The curtain moved once, then fell still.
I stood on the sidewalk with one hand on the bus rail and the other still holding my bent presentation folder. The driver looked at me through the open doors.
Behind him, the bus smelled like damp coats, coffee breath, and rubber floor mats warmed by the heater. A woman in the front seat shifted her tote bag off the empty space beside her. Somewhere near the back, a ringtone chirped twice and stopped.
I looked up again at the third-floor window.
Apartment 3C.
The lace curtain was still now, but I could see the edge of Mrs. Keller’s hand through the gap, pale against the glass, fingers resting there like she had needed something to hold.
The bus driver tapped the steering wheel once.
I stepped on.
At 7:43 a.m., the bus pulled away from the curb. The building slid past the window, brick by brick, until Mrs. Keller’s floor disappeared behind a delivery truck and a row of bare maple trees.
My phone buzzed again.
MEETING MOVED TO 8:15. TAKE YOUR TIME.
I stared at those four words longer than they deserved.
Take your time.
Ten minutes earlier, I had treated time like a locked door. Every second had felt stolen from me. Every stair had felt like a cost. Every buzz from my phone had pressed into my ribs.

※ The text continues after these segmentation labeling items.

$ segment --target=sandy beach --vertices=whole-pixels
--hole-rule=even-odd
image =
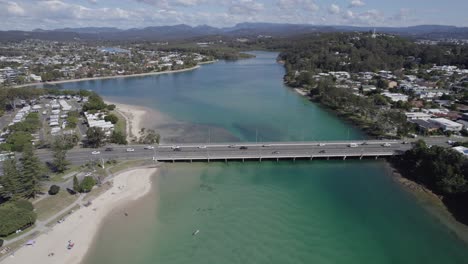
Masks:
[[[138,137],[141,129],[145,127],[143,121],[145,120],[145,116],[148,115],[149,110],[144,107],[115,103],[108,100],[105,100],[105,103],[114,104],[116,106],[115,111],[125,118],[127,122],[127,140],[130,142],[132,138]]]
[[[2,263],[80,263],[106,215],[146,195],[151,190],[151,176],[156,171],[156,168],[142,168],[118,174],[112,188],[93,200],[90,206],[82,206],[65,222],[37,237],[34,245],[22,247]],[[122,217],[126,217],[125,214]],[[68,241],[74,243],[70,250],[67,249]],[[54,255],[49,256],[51,253]]]

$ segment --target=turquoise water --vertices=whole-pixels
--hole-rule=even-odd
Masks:
[[[253,141],[256,131],[263,141],[363,137],[284,87],[275,53],[256,54],[191,72],[61,87],[151,107],[201,137],[219,132],[219,141]],[[154,184],[141,202],[106,219],[85,263],[468,261],[466,245],[402,191],[382,161],[165,165]]]
[[[284,67],[276,53],[257,58],[220,61],[178,74],[93,80],[61,84],[68,89],[91,89],[113,101],[147,106],[174,120],[199,125],[207,141],[209,127],[222,128],[240,141],[362,138],[358,130],[311,104],[283,85]],[[193,127],[179,141],[193,137]],[[164,139],[163,134],[163,139]],[[229,138],[231,139],[231,138]],[[212,141],[226,137],[213,132]]]

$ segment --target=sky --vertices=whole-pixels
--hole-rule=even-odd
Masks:
[[[0,30],[242,22],[468,26],[468,0],[0,0]]]

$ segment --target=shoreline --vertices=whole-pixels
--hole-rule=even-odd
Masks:
[[[286,85],[287,86],[287,85]],[[320,107],[324,108],[327,111],[335,114],[338,118],[342,121],[354,126],[367,136],[367,137],[374,137],[373,135],[369,134],[368,131],[362,127],[358,122],[355,122],[351,118],[347,118],[343,116],[339,112],[327,107],[326,105],[313,100],[310,96],[308,96],[307,92],[304,91],[302,88],[292,88],[296,93],[305,97],[310,102],[316,103]],[[457,221],[454,216],[450,213],[449,209],[445,204],[442,202],[441,197],[434,194],[431,190],[426,188],[425,186],[414,182],[403,175],[398,169],[392,166],[390,161],[385,160],[385,169],[390,173],[390,177],[398,184],[400,187],[408,192],[410,195],[414,196],[417,202],[431,215],[435,217],[442,225],[448,228],[454,235],[461,239],[463,242],[468,244],[468,225],[465,225],[459,221]]]
[[[385,161],[385,169],[390,174],[390,177],[405,192],[413,196],[426,211],[447,227],[457,238],[468,244],[468,226],[455,219],[447,206],[444,205],[440,196],[433,193],[424,185],[403,176],[389,161]]]
[[[193,71],[200,68],[200,65],[208,64],[208,63],[215,63],[216,61],[208,61],[204,63],[199,63],[196,66],[180,69],[180,70],[173,70],[173,71],[162,71],[162,72],[147,72],[147,73],[135,73],[135,74],[127,74],[127,75],[113,75],[113,76],[102,76],[102,77],[91,77],[91,78],[81,78],[81,79],[70,79],[70,80],[60,80],[60,81],[51,81],[51,82],[38,82],[38,83],[27,83],[13,86],[13,88],[21,88],[21,87],[29,87],[29,86],[37,86],[37,85],[54,85],[54,84],[61,84],[61,83],[70,83],[70,82],[84,82],[84,81],[94,81],[94,80],[106,80],[106,79],[119,79],[119,78],[130,78],[130,77],[141,77],[141,76],[151,76],[151,75],[161,75],[161,74],[172,74],[172,73],[179,73],[179,72],[186,72],[186,71]]]
[[[80,207],[63,223],[56,224],[50,231],[33,239],[34,245],[21,247],[1,263],[80,263],[93,244],[106,216],[147,195],[153,188],[152,177],[157,171],[155,167],[136,168],[117,174],[111,179],[112,187],[94,198],[90,206]],[[86,202],[83,201],[84,203]],[[126,215],[122,214],[122,217]],[[68,241],[75,244],[72,249],[67,249]],[[48,256],[50,253],[54,255]]]

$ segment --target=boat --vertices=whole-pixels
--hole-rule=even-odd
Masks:
[[[67,249],[72,249],[75,246],[75,243],[69,243]]]

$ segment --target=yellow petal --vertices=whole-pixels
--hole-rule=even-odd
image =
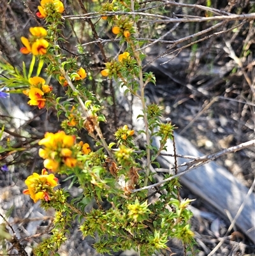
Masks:
[[[26,48],[27,49],[29,52],[31,52],[31,46],[30,45],[29,41],[28,40],[27,38],[26,37],[22,36],[20,38],[20,40],[22,42],[22,43],[25,45]]]
[[[30,77],[28,81],[29,82],[30,84],[32,84],[33,86],[36,87],[39,85],[43,86],[45,84],[45,80],[43,78],[40,77]]]
[[[45,37],[47,35],[47,30],[43,27],[30,27],[29,31],[34,36]]]

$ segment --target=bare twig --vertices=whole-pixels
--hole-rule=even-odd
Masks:
[[[80,0],[79,0],[80,1]],[[89,16],[91,15],[91,16]],[[114,16],[114,15],[140,15],[143,17],[149,17],[153,18],[152,20],[145,20],[153,23],[178,23],[178,22],[204,22],[207,21],[214,21],[214,20],[254,20],[255,13],[251,13],[248,14],[230,14],[229,15],[217,15],[212,17],[201,17],[198,18],[169,18],[167,16],[159,15],[153,13],[147,13],[143,12],[137,11],[110,11],[105,12],[105,14],[101,15],[98,13],[86,13],[82,15],[66,15],[63,16],[64,19],[71,19],[71,20],[80,20],[86,19],[88,20],[91,19],[99,19],[102,16]],[[155,18],[160,18],[161,19],[155,19]]]
[[[184,163],[184,164],[177,167],[178,168],[182,166],[187,166],[187,168],[184,171],[180,172],[178,174],[174,175],[173,176],[170,177],[167,179],[163,179],[163,181],[158,182],[157,183],[152,184],[149,186],[143,186],[143,188],[138,188],[136,190],[132,190],[132,192],[137,192],[138,191],[148,190],[154,186],[160,186],[161,184],[164,184],[166,182],[170,181],[173,179],[175,179],[177,177],[180,177],[184,175],[185,174],[190,172],[191,170],[194,170],[200,167],[201,165],[210,163],[210,162],[215,160],[216,158],[218,158],[219,157],[222,156],[223,154],[231,152],[238,151],[239,150],[244,149],[246,147],[249,147],[254,145],[255,145],[255,140],[252,140],[247,142],[242,143],[234,147],[228,147],[228,149],[223,149],[214,154],[210,154],[208,155],[205,155],[203,156],[197,158],[193,161],[191,161],[188,163]]]
[[[253,191],[254,188],[255,188],[255,179],[253,180],[253,183],[252,183],[250,189],[249,190],[248,193],[247,193],[243,203],[240,206],[240,208],[239,208],[238,212],[237,213],[237,215],[235,215],[234,219],[233,220],[233,222],[231,222],[230,226],[228,229],[228,230],[226,232],[224,237],[222,238],[222,239],[218,243],[218,245],[217,245],[217,246],[214,248],[214,249],[207,256],[213,255],[214,254],[214,253],[216,252],[217,250],[221,247],[221,245],[222,245],[222,243],[224,242],[226,239],[228,238],[228,237],[226,237],[226,235],[231,231],[231,230],[234,227],[235,223],[237,222],[237,219],[239,218],[240,215],[241,214],[242,210],[244,208],[244,206],[245,206],[245,204],[246,204],[246,203],[247,202],[247,199],[249,198],[249,197],[252,193],[252,191]]]

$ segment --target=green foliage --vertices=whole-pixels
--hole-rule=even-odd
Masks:
[[[191,200],[178,200],[180,184],[177,179],[158,188],[164,192],[161,192],[154,203],[150,202],[151,195],[148,195],[148,191],[134,191],[154,181],[150,167],[152,164],[159,167],[157,157],[166,149],[167,140],[173,139],[175,128],[171,123],[161,122],[162,109],[158,105],[146,102],[145,87],[149,83],[156,84],[156,79],[152,72],[143,69],[146,55],[140,47],[145,41],[136,38],[140,15],[109,13],[138,10],[140,1],[107,2],[99,14],[103,17],[106,15],[104,20],[107,20],[113,27],[112,32],[120,39],[119,44],[124,50],[117,59],[110,58],[101,73],[113,79],[119,86],[125,87],[126,94],[132,94],[140,101],[142,114],[138,118],[144,121],[145,126],[138,133],[144,135],[147,142],[142,151],[136,146],[135,131],[129,130],[127,124],[112,131],[117,140],[116,150],[112,150],[115,143],[106,142],[103,137],[99,125],[106,121],[103,113],[103,102],[96,90],[89,89],[93,87],[92,82],[101,85],[101,75],[98,71],[94,72],[89,67],[92,62],[86,60],[85,68],[89,70],[87,75],[80,66],[82,58],[66,57],[61,50],[59,43],[64,40],[59,35],[64,29],[64,24],[61,13],[55,9],[59,2],[55,0],[54,3],[55,5],[50,3],[45,9],[48,15],[45,40],[49,44],[47,52],[39,56],[33,55],[28,73],[25,64],[21,74],[9,64],[1,64],[1,68],[8,77],[2,82],[11,89],[10,93],[28,89],[25,94],[31,99],[30,105],[39,109],[54,108],[58,117],[65,117],[61,124],[65,133],[47,133],[40,140],[44,147],[39,153],[45,160],[45,168],[68,176],[67,179],[71,180],[69,188],[76,184],[83,190],[82,195],[71,198],[68,192],[62,188],[41,191],[41,184],[37,187],[34,184],[27,184],[27,194],[38,195],[43,208],[55,210],[51,235],[34,248],[34,254],[57,254],[75,221],[80,224],[82,236],[97,237],[94,246],[101,253],[133,248],[142,255],[151,255],[155,251],[168,250],[166,243],[170,237],[177,237],[190,244],[194,234],[189,224],[192,215],[187,207]],[[32,49],[36,42],[31,42]],[[83,52],[81,47],[79,49]],[[29,46],[27,48],[29,50]],[[41,71],[48,77],[46,89],[44,84],[39,87],[31,82],[36,63],[36,77]],[[87,77],[89,79],[86,80]],[[52,92],[52,88],[48,86],[50,81],[62,86],[61,96]],[[47,90],[50,90],[50,93],[46,97],[49,93]],[[84,130],[95,142],[95,150],[92,151],[88,143],[78,141],[78,132]],[[61,134],[62,137],[59,138]],[[70,135],[76,137],[75,142]],[[161,137],[159,149],[152,145],[154,136]],[[48,186],[52,186],[52,174],[45,174],[43,177],[43,182],[48,181]],[[111,207],[105,207],[103,202]],[[88,211],[89,208],[92,209]]]

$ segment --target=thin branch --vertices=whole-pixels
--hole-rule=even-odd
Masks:
[[[80,0],[79,0],[80,1]],[[102,16],[114,16],[114,15],[140,15],[143,17],[149,17],[153,18],[152,20],[143,20],[152,23],[178,23],[178,22],[205,22],[207,21],[215,21],[215,20],[254,20],[255,13],[247,13],[247,14],[230,14],[229,15],[217,15],[212,17],[201,17],[198,18],[169,18],[167,16],[159,15],[153,13],[147,13],[143,12],[136,11],[106,11],[105,14],[98,14],[97,13],[92,13],[92,16],[89,16],[89,14],[86,13],[82,15],[66,15],[63,16],[64,19],[70,20],[80,20],[80,19],[87,19],[90,20],[91,19],[99,19]],[[160,18],[161,19],[155,19],[155,18]]]
[[[218,23],[217,24],[214,25],[212,27],[208,27],[208,29],[204,29],[204,30],[203,30],[201,31],[198,32],[197,33],[193,34],[191,34],[189,36],[186,36],[186,37],[184,37],[183,38],[180,38],[180,39],[179,39],[178,40],[174,41],[173,43],[173,45],[170,46],[169,49],[165,50],[162,54],[161,54],[159,56],[157,56],[157,57],[156,57],[151,61],[149,61],[148,63],[147,63],[145,65],[144,65],[143,66],[143,68],[144,68],[146,66],[150,65],[151,63],[154,62],[156,59],[159,59],[160,57],[162,57],[163,56],[164,56],[166,54],[166,52],[168,52],[170,49],[171,49],[173,47],[175,47],[177,44],[180,43],[183,43],[185,41],[189,40],[194,38],[195,38],[196,36],[201,36],[201,35],[202,35],[203,34],[205,34],[205,33],[207,33],[208,32],[210,32],[212,30],[214,30],[214,29],[215,29],[222,26],[224,24],[224,22],[223,22]]]
[[[205,165],[205,163],[208,163],[212,161],[215,160],[216,158],[222,156],[223,154],[231,153],[231,152],[236,152],[238,151],[239,150],[244,149],[246,147],[249,147],[252,146],[255,146],[255,140],[249,140],[247,142],[242,143],[239,145],[235,146],[234,147],[231,147],[228,149],[223,149],[219,152],[215,153],[214,154],[210,154],[209,155],[205,155],[203,156],[199,157],[196,160],[191,161],[188,163],[186,163],[185,165],[187,165],[186,169],[178,173],[178,174],[174,175],[173,176],[170,177],[167,179],[163,179],[163,181],[158,182],[155,184],[152,184],[149,186],[146,186],[141,188],[138,188],[136,190],[132,190],[132,192],[137,192],[138,191],[149,190],[149,188],[154,188],[154,186],[158,186],[161,185],[162,184],[165,183],[166,182],[170,181],[173,179],[175,179],[178,177],[182,176],[183,175],[186,174],[186,173],[190,172],[192,170],[194,170],[201,165]],[[183,166],[183,165],[182,165]],[[177,167],[180,167],[180,166],[178,166]]]
[[[240,215],[241,214],[242,210],[244,209],[244,206],[245,206],[246,203],[247,202],[247,199],[249,198],[249,197],[252,193],[252,191],[253,191],[254,187],[255,187],[255,179],[253,180],[253,183],[252,183],[250,189],[249,190],[247,193],[246,194],[245,198],[244,199],[243,203],[240,206],[239,209],[237,211],[230,226],[228,229],[228,230],[226,232],[224,237],[222,238],[222,239],[218,243],[218,245],[217,245],[217,246],[214,248],[214,250],[207,256],[213,255],[214,254],[214,253],[215,253],[217,252],[217,250],[221,247],[221,246],[222,245],[222,243],[224,242],[224,241],[228,238],[228,237],[226,237],[226,236],[231,231],[231,230],[234,227],[235,223],[237,222],[237,219],[239,218]]]

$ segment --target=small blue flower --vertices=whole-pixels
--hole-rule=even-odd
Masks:
[[[3,91],[5,90],[6,87],[4,86],[3,88],[0,88],[0,98],[3,98],[6,99],[8,95],[8,93],[4,93]]]
[[[6,165],[1,166],[1,170],[3,172],[8,172],[9,170]]]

Now I sat under a scratched bus advertisement for dental implants, watching my own reflection shake in the glass.
My right hand still smelled faintly like paper grocery bags and cold milk plastic. There was a crescent mark across my palm where the handles had dug in. A smear of egg yolk had dried near the cuff of my shirt.
I rubbed it with my thumb and stopped.
At the office, nothing exploded.
That was the first strange thing.
I walked in at 8:07 a.m. with my folder bent, my shoe scuffed from a rolling soup can, and one sleeve smelling faintly like oranges. The conference room was half-empty. My manager, Dana, was standing by the whiteboard with a marker cap between her teeth, scrolling through her tablet.
“You made it,” she said.
I opened my mouth, ready to explain traffic, the bus, the stairs, the elderly woman, the cracked eggs.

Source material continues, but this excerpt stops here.